It was meant to be a relaxing night out for seven university students after the end of their second semester exams. At around 10:35pm, they sat at a restaurant at the busy Food Street in Anarkali, chatting and enjoying the hustle and bustle of a Saturday night, anticipating the arrival of their dinner.
And then a deafening blast. The friends were violently flung from their chairs, smoke spreading everywhere. “I remember falling to the ground, hearing people’s cries, and then I lost consciousness,” says Hammad Ahmed, one of the seven software engineering students from the Punjab University College of Information Technology (PUCIT).
When he came to, Ahmad learned that his friend Farhan Sheikh had not made it. “It is extremely painful to be told that one of your friends, who was with you at the dinner table last night, isn’t around any longer. He was a great guy,” says Ahmed, speaking to The Express Tribune at Mayo Hospital. His five other PUCIT friends Muzammil Abkar, Ammad Malik, Sultan Butt, Umar Farooq and Hasnain Shahid some of them seriously injured, are also being treated there. “Not all of them know Farhan has passed away,” he adds.
Taj Muhammad, 22, runs a shoe-shop near the restaurant targeted in Saturday night’s bombing. “The Food Street was very busy as a lot of people had come to dine with families and friends at the weekend. Everything seemed normal. At around 10:35pm I heard an explosion and saw people fall down. Then there was chaos as people began rushing here and there. I noticed I was bleeding from the head and my brother brought me here,” says Muhammad, who suffered injuries to his foot and head.
Zahid Hussain, 51, was having dinner at the time of the explosion. “The noise was so loud that I couldn’t hear for quite a long time after. We later heard it was a timed-device. We didn’t see anybody planting or placing anything under the tables over there,” he says.

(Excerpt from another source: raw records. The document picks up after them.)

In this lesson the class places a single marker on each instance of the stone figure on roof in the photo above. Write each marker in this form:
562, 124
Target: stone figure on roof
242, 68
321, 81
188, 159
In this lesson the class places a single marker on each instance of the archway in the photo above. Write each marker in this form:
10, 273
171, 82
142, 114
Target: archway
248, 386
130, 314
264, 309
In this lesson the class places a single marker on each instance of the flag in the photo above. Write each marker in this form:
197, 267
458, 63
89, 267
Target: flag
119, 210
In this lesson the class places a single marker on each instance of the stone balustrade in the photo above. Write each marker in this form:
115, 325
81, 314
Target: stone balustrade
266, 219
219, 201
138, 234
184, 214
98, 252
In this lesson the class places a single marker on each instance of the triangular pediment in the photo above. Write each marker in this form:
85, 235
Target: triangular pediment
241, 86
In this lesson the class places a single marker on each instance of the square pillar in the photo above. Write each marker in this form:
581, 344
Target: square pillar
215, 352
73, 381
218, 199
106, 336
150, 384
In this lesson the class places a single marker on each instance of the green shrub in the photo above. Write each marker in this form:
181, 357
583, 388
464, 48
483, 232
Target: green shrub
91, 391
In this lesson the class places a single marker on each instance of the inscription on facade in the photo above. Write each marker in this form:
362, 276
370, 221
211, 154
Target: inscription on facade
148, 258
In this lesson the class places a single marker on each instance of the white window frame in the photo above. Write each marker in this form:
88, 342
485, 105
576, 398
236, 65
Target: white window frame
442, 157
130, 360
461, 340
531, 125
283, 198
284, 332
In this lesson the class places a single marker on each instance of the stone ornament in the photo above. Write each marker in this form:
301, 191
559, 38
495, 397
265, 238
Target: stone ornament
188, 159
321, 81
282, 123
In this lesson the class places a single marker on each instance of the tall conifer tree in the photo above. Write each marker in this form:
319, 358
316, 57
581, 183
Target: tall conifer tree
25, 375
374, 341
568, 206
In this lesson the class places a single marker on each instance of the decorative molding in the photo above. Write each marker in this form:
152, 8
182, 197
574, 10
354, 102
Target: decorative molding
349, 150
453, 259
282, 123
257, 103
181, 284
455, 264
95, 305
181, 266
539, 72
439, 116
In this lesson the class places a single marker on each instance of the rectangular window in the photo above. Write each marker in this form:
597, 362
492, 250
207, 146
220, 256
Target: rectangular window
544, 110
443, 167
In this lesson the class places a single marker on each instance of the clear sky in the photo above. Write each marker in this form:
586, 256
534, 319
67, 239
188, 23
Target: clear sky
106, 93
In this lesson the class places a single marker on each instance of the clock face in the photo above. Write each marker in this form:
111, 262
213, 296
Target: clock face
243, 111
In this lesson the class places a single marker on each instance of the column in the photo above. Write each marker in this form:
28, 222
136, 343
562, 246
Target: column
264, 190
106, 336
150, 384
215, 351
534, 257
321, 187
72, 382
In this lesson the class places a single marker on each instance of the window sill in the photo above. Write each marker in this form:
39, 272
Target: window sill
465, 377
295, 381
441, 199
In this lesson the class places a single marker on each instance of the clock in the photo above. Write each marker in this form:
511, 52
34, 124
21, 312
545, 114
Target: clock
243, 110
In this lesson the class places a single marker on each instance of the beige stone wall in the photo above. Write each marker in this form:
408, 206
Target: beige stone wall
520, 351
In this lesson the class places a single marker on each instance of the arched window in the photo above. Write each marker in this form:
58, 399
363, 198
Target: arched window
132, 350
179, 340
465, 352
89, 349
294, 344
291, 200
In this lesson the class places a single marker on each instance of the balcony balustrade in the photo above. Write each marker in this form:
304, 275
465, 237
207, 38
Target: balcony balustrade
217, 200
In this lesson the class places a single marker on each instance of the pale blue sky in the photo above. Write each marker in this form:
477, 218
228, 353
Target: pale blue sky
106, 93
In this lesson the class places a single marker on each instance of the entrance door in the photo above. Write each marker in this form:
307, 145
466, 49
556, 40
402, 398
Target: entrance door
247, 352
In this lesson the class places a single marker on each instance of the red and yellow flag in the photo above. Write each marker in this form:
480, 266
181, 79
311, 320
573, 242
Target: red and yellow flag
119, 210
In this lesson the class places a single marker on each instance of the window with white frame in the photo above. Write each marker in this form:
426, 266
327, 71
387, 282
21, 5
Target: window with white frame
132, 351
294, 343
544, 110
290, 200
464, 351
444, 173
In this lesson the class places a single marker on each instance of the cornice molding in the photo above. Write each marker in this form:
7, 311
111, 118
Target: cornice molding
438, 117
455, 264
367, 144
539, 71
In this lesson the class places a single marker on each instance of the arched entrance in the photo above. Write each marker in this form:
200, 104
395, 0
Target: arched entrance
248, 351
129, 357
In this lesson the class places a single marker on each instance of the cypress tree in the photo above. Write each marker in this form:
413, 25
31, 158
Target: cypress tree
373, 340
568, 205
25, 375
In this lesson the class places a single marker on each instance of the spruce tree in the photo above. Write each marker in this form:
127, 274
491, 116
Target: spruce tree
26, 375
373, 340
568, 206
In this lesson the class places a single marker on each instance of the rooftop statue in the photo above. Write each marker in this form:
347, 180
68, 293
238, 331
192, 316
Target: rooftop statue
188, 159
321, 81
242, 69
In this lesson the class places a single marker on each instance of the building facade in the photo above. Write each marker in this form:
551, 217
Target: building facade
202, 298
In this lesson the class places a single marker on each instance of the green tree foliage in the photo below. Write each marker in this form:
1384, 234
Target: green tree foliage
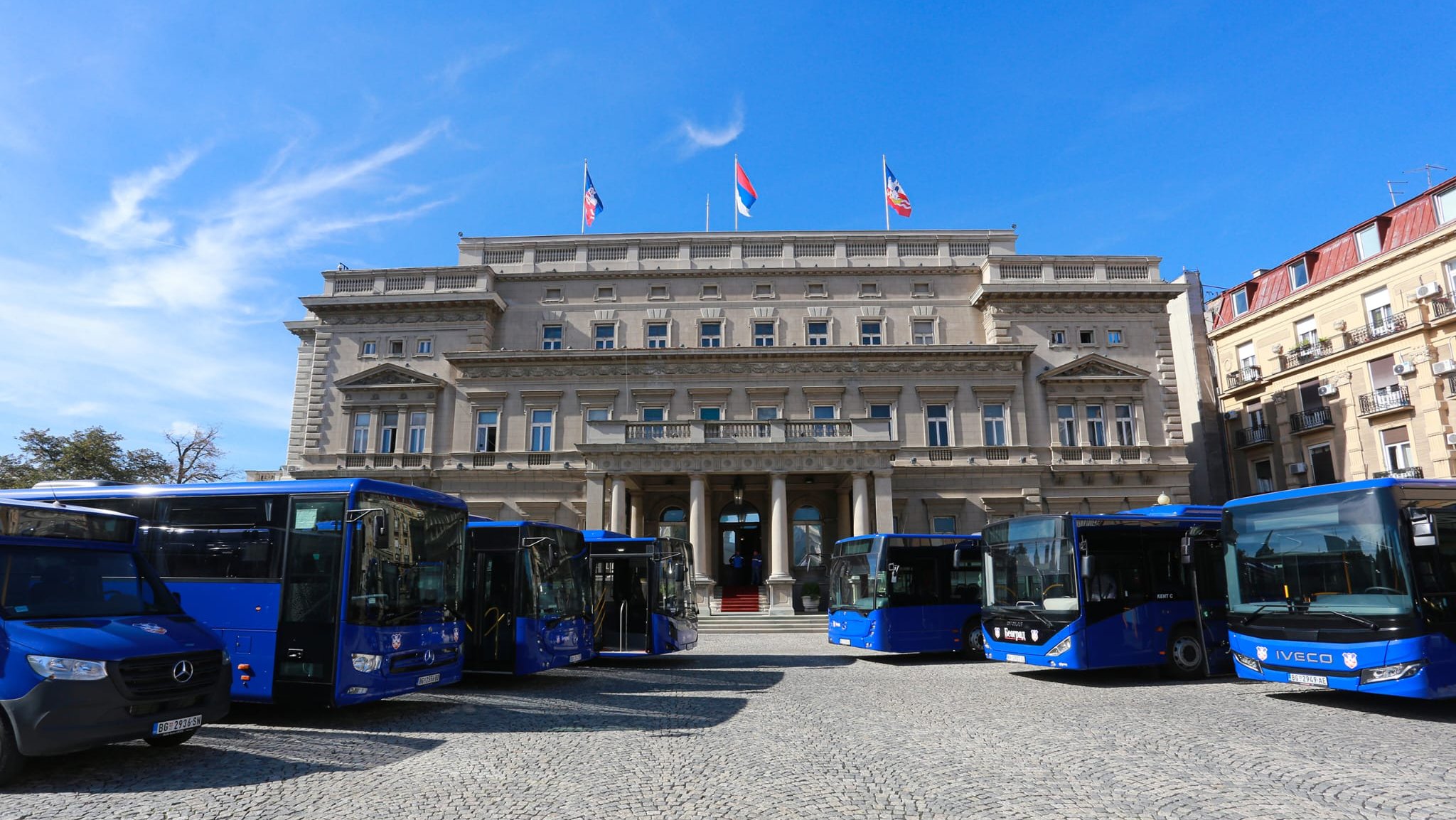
86, 453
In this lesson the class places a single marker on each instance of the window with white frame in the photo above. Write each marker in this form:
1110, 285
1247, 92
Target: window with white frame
711, 334
871, 332
817, 332
543, 421
993, 426
1097, 426
417, 433
1068, 426
922, 331
938, 426
764, 334
387, 432
487, 432
358, 443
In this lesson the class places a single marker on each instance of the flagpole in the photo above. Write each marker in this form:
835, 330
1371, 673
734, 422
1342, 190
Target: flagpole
884, 179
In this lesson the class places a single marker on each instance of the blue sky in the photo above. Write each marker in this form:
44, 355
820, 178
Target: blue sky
173, 176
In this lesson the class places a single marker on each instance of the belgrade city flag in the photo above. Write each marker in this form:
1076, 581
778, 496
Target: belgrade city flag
590, 203
896, 196
744, 193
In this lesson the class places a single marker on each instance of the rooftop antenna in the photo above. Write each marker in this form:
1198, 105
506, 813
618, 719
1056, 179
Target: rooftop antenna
1428, 168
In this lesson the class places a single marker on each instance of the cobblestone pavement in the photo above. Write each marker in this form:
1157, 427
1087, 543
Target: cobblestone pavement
766, 727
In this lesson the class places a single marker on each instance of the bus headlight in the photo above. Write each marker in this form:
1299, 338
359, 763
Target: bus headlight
66, 669
1397, 672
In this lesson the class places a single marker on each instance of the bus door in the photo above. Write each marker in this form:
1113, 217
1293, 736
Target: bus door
491, 612
309, 611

Taj Wali, 20, who received serious injuries, told The Express Tribune from his hospital bed that rescuers arrived at the scene some 10 to 15 minutes after the blast. “The bang was deafening and I saw shop shutters crack open. People were afraid there would be a second blast so they did not immediately start trying to help the injured,” he says.
The Mayo Hospital emergency director said a total of 50 people had been brought in with injuries and five had died in the blast. Medical Superintendent Dr Zahid Pervaiz said that 30 people were still under treatment, all of them out of danger.
The PU students got a steady stream of visitors at Mayo Hospital on Saturday, from classmates, teachers and administrators, including Islami Jamiat Talaba Nazim Hafiz Nauman Zafar and PU Vice Chancellor Mujahid Kamran.
Talking to reporters, Prof Kamran condemned the Anarkali bombing. He said that it was a cowardly attack that would not bring down the national morale. He demanded that the government catch the perpetrators.
Health Minister Khalil Tahir Sindhu and Health Secretary Hassan Iqbal visited the injured and asked them and their families whether they were satisfied with the quality of care being provided. The injured would be treated for free until they were fully recovered, they said.
Sindhu said that the attack was carried out by “beasts, not human beings”.
Published in The Express Tribune, July 8th, 2013.